To say that money is more valuable than bullion or the standard, is to say that bullion is selling in the market under the mint price. It can therefore be purchased, coined, and issued as money, with a profit equal to the difference between the market and mint prices. The mint price of gold is 3l. 17s. 10½d. If, from increasing opulence, more commodities came to be bought and sold, the first effect would be that the value of money would rise. Instead of 3l. 17s. 10½d. of coined money being equal in value to an ounce of gold, 3l. 15s. 0d. might be equal to that value; and therefore a profit of 2s. 10½d. might be made on every ounce of gold that was carried to the mint to be coined. This profit, however, could not long continue; for the quantity of money which, by these means, would be added to the circulation, would sink its value, whilst the diminishing quantity of bullion in the market would also tend to raise the value of bullion to that of coin: from one or both these causes a perfect equality in their value could not fail to be soon restored.
It appears then, that, if the increase in the circulation were supplied by means of coin, the value both of bullion and money would, for a time at least, even after they had found their level, be higher than before; a circumstance which though often unavoidable, is inconvenient, as it affects all former contracts. This inconvenience is wholly got rid of, by the issue of paper money; for, in that case, there will be no additional demand for bullion; consequently its value will continue unaltered; and the new paper money, as well as the old, will conform to that value.
Besides, then, all the other advantages attending the use of paper money; by the judicious management of the quantity, a degree of uniformity, which is by no other means attainable, is secured to the value of the circulating medium in which all payments are made.
The value of money and the amount of payments remaining the same, the quantity of money required must depend on the degree of economy practised in the use of it. If no payments were made by checks on bankers; by means of which money is merely written off one account and added to another, and that to the amount of millions daily, with few or no bank notes or coin passing; it is obvious that considerably more currency would be required, or, which is the same in its effects, the same money would pass at a greatly increased value, and would therefore be adequate to the additional amount of payments.
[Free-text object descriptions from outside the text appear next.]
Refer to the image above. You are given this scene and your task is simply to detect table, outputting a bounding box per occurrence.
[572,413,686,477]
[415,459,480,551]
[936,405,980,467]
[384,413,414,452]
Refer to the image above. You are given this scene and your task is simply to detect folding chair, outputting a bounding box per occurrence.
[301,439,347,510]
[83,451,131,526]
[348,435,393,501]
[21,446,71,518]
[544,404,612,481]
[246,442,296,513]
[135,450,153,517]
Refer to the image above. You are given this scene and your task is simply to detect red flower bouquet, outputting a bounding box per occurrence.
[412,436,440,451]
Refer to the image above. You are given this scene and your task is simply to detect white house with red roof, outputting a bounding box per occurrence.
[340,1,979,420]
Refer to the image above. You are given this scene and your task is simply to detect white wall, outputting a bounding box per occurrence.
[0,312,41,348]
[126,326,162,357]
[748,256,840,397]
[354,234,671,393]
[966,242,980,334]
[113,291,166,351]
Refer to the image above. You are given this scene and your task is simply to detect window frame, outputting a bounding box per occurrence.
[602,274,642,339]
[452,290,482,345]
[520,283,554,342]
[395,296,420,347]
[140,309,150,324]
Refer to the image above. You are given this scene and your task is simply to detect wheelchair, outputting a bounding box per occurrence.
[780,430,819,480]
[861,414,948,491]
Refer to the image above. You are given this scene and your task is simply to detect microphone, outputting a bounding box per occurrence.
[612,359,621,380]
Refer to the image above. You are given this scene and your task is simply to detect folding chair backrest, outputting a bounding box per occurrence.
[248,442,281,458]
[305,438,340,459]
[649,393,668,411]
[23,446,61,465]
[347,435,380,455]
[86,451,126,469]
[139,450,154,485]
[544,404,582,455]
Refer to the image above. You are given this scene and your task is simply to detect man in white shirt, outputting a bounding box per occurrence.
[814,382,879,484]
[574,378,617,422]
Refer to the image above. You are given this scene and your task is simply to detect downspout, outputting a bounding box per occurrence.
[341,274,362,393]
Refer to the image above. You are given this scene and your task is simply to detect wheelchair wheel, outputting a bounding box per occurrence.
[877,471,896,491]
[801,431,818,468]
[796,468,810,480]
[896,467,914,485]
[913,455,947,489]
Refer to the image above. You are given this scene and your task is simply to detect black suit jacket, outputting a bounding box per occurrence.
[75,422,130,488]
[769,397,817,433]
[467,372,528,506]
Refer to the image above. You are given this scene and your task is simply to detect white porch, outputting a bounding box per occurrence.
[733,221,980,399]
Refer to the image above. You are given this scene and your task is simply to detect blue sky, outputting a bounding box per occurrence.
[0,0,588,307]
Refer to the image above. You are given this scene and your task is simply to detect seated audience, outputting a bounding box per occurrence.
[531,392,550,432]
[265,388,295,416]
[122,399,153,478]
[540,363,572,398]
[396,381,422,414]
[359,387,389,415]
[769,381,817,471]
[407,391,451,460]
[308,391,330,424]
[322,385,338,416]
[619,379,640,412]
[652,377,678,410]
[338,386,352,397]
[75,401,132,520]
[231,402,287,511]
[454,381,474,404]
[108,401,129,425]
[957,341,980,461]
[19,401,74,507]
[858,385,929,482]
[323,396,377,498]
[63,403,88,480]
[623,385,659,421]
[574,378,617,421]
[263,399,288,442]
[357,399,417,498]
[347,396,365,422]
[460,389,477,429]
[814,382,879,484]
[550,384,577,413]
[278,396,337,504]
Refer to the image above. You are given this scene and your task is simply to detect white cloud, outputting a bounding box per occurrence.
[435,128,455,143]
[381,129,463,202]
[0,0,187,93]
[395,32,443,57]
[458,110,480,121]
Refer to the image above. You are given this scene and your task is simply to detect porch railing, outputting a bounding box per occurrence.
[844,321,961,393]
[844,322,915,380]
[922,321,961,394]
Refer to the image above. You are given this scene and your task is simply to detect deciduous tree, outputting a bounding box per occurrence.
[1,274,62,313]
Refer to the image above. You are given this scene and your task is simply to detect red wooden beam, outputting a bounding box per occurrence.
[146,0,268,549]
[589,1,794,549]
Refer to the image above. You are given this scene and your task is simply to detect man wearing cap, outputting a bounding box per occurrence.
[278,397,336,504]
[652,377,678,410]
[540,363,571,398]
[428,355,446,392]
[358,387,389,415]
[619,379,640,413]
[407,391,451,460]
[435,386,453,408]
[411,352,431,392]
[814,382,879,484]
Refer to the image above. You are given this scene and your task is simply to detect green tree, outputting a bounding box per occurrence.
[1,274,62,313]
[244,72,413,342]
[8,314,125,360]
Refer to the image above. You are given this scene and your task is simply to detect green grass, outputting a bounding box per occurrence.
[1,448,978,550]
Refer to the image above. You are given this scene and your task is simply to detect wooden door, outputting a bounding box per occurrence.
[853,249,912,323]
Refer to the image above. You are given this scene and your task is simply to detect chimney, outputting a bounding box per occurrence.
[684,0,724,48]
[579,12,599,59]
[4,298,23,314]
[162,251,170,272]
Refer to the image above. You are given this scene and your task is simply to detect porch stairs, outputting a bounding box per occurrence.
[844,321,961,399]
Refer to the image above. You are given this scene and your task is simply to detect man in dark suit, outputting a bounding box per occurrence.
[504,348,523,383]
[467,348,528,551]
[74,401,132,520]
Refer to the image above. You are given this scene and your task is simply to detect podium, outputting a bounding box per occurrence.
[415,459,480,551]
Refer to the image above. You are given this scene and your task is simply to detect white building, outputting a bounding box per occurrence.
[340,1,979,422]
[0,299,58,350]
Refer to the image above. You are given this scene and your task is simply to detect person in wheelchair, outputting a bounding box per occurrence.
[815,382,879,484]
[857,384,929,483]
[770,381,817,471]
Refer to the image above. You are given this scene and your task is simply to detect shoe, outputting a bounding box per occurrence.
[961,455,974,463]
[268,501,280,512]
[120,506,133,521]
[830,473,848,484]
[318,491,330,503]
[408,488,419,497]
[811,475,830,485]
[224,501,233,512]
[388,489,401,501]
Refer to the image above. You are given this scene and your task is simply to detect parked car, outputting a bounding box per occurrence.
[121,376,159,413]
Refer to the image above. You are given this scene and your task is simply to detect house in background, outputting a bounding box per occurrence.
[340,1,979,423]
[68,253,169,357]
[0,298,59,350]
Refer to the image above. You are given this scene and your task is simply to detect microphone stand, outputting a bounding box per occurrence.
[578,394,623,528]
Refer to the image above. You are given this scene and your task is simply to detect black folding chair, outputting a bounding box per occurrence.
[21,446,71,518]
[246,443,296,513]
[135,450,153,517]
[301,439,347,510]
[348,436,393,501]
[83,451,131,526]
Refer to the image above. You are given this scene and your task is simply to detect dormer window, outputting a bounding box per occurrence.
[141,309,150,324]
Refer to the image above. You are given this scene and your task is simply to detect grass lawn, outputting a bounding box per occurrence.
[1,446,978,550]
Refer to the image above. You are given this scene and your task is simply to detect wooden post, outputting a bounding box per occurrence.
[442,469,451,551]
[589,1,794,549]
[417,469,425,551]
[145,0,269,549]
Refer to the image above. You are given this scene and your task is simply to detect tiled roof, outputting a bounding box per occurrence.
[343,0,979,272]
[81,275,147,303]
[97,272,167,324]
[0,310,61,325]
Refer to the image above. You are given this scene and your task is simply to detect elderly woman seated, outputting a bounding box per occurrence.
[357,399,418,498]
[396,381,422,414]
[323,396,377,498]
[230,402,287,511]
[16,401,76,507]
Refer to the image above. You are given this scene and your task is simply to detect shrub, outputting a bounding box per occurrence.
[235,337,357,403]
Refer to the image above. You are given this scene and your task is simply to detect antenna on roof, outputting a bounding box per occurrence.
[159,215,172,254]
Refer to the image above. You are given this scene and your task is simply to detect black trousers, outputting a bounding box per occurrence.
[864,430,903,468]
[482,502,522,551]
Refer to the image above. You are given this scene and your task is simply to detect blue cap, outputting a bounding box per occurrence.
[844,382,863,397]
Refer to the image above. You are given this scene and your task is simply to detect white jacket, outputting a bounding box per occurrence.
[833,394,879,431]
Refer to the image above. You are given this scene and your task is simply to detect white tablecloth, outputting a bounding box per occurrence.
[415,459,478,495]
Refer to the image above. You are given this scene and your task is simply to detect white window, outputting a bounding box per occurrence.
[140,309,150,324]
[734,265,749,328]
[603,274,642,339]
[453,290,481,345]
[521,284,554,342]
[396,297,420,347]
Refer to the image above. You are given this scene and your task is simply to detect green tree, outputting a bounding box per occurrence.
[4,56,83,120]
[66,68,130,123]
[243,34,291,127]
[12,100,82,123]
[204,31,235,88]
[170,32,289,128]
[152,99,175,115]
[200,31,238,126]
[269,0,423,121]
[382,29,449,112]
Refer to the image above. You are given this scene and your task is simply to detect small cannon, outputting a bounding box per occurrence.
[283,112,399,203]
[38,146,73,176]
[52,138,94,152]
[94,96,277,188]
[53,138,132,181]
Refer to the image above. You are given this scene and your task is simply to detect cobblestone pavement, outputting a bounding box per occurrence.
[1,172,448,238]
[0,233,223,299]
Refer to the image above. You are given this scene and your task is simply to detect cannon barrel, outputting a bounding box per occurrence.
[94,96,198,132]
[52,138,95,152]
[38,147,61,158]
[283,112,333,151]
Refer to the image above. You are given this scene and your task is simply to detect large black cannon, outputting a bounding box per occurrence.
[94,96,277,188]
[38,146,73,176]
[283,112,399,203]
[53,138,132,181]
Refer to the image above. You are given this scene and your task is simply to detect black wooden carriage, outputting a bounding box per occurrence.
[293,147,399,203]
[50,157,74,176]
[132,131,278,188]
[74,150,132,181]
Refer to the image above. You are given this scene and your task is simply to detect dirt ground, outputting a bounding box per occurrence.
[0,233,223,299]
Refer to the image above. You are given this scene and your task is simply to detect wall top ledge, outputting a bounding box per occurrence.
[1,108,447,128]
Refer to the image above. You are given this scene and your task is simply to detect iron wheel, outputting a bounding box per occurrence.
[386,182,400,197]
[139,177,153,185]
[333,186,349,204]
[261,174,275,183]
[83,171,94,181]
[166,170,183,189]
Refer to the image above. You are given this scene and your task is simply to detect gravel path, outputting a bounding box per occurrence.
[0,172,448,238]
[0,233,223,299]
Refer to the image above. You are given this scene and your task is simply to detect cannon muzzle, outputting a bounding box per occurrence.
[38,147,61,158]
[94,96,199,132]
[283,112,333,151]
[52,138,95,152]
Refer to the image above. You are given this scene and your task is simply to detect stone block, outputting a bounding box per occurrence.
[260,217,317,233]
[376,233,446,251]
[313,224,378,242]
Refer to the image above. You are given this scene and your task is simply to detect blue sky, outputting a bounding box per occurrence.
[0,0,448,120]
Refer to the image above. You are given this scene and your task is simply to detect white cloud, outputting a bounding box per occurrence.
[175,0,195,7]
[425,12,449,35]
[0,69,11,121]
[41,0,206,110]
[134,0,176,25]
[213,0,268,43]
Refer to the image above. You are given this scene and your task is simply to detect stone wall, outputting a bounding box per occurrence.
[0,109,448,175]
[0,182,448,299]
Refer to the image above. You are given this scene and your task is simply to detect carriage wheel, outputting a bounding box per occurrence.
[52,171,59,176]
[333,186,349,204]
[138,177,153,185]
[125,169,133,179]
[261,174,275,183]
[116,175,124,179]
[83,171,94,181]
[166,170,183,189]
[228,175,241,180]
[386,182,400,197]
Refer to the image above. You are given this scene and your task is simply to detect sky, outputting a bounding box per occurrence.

Whenever merchants, then, have a want of confidence in each other, which disinclines them to deal on credit, or to accept in payment each other’s checks, notes, or bills; more money, whether it be paper or metallic money, is in demand; and the advantage of a paper circulation, when established on correct principles, is, that this additional quantity can be presently supplied without occasioning any variation in the value of the whole currency, either as compared with bullion or with any other commodity; whereas, with a system of metallic currency, this additional quantity cannot be so readily supplied, and when it is finally supplied, the whole of the currency, as well as bullion, has acquired an increased value.